二枚看板が離脱…それでも川崎が強かったワケ。脇坂泰斗らの言葉に滲み出た「勝者のメンタリティ」

2021年11月06日 加部 究

【識者コラム】川崎の強さを支えた在籍選手たちのメンタルのバランス

優勝を決めた浦和戦後、涙が止まらない旗手を抱きしめる脇坂。一時の苦境を乗り越え、川崎が連覇を達成した。写真:金子拓弥(サッカーダイジェスト写真部)

 かつてバルセロナのカンテラ監督経験者に、伝統的に息づく勝負強さの要因について尋ねたことがある。彼はそれを「勝者のメンタリティ」という表現で答えた。ある育成年代でのトーナメントでドルトムントと引き分け、規定では次のラウンド進出は抽選で決めることになっていたそうだ。
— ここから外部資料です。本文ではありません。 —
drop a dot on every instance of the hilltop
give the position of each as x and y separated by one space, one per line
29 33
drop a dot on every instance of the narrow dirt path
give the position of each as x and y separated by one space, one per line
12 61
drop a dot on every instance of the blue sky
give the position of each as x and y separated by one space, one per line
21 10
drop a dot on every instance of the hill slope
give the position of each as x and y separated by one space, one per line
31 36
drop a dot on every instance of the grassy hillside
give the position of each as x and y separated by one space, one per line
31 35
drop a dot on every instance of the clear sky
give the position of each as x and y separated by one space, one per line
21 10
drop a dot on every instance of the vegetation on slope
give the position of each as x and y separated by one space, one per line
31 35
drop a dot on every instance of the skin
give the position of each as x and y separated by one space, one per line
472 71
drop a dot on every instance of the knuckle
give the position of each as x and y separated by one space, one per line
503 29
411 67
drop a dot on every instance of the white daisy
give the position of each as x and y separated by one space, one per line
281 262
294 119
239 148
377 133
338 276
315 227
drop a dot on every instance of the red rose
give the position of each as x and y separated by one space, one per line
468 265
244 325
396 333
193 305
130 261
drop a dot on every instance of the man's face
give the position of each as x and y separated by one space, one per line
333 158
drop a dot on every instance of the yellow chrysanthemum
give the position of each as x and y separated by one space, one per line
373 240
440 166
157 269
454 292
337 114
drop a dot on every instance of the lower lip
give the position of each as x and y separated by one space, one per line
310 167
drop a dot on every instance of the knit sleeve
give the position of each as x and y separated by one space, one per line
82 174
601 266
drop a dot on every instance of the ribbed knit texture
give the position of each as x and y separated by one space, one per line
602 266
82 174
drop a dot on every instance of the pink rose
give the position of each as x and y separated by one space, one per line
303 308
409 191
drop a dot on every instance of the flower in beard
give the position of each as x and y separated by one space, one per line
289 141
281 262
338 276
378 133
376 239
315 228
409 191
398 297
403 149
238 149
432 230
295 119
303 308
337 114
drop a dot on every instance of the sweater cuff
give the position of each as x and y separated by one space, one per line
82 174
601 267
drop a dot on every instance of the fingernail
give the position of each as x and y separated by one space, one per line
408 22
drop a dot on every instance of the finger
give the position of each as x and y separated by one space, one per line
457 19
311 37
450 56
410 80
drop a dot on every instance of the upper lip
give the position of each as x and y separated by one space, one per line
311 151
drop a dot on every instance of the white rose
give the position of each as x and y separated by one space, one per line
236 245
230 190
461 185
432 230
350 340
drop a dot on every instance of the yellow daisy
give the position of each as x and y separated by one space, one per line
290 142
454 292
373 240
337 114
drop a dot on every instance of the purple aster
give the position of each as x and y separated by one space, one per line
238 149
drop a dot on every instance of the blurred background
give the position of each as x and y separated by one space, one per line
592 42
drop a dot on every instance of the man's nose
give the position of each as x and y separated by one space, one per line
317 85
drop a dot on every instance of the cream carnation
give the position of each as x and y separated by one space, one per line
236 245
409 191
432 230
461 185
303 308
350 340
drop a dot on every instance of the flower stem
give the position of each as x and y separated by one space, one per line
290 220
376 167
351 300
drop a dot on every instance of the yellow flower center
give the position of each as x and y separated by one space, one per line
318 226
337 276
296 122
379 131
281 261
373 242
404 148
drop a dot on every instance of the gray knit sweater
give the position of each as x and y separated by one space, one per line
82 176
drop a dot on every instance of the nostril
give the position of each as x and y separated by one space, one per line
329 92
ところが納得のいかない選手たちは大会役員に直談判をして、翌朝一番で再戦を実現させ快勝した。絶対に負けを享受せず、どんな時でもとことん勝ち切ろうとする。バルサのカンテラの選手たちには、そういうマインドが染みついているという話を思い出し、東京五輪で4位に終わった時の久保建英の号泣も腑に落ちた。
 
 バルサのシャツを着たら負けてはいけない。それは大人が説いたものではない。歴史がプライドを育み、子どもたちの間にも自然に宿り意識は浸透して来た。逆に歴史のない日本の指導者たちは、苦境や理不尽を乗り越えさせることで植え付けようとしたが、効果があったとしても国内シーン限定だった。

 連覇を達成した川崎フロンターレの選手たちは、静かに歓びを噛みしめていた。もちろん土壇場で浦和レッズに追いつかれながら、2位の横浜F・マリノスが敗れたという展開も影響している。しかし今年副将を務めた脇坂泰斗をはじめ何人かの選手たちからは「ホッとした」という言葉が出ていた。一方実質2年目の旗手怜央は涙を流し、ルーキーシーズン後半を不可欠のアンカーとして闘い抜いた橘田健人は「まさか優勝を決める試合のスタメンでプレーしているとは思わなかった」と新鮮な驚きを表し、「こういうチームでプレー出来ているのは幸せです」と語った。

 副将を任されたとはいえ、まだ脇坂はJ1でプレーし始めて3年目だ。しかしクラブでユース時代を過ごし、特別強化指定時代も合わせれば川崎の在籍は8年間になる。鬼木達体制での4度の優勝を内部で体感し、頂点にかすりながら届かない時代も見て来た。歓喜より安堵が先立つのは、やはり「勝者のメンタリティ」が宿り、戴冠することが重大な責務だと感じていた証だろう。

 川崎の強さを支えているのは、こうした在籍選手たちのメンタルのバランスなのかもしれない。大ベテランの域に入ったチョン・ソンリョンや家長昭博を筆頭に、伝統を築き上げて来た中堅以上の選手たちは「川崎は負けてはいけない」という姿勢を率先して示す。逆にそれを見て若い選手たちも、ここでポジションを獲得する厳しさと基準を知り、必死に突き上げる。そして新しい選手たちはもちろん、ベテランまでもが川崎へ来ると上達していく流れを見て、誰もが憧れを抱くようになる。逆にこうした黄金のサイクルが出来てしまえば、クラブもフィットしそうな選手を獲得し易くなるわけだ。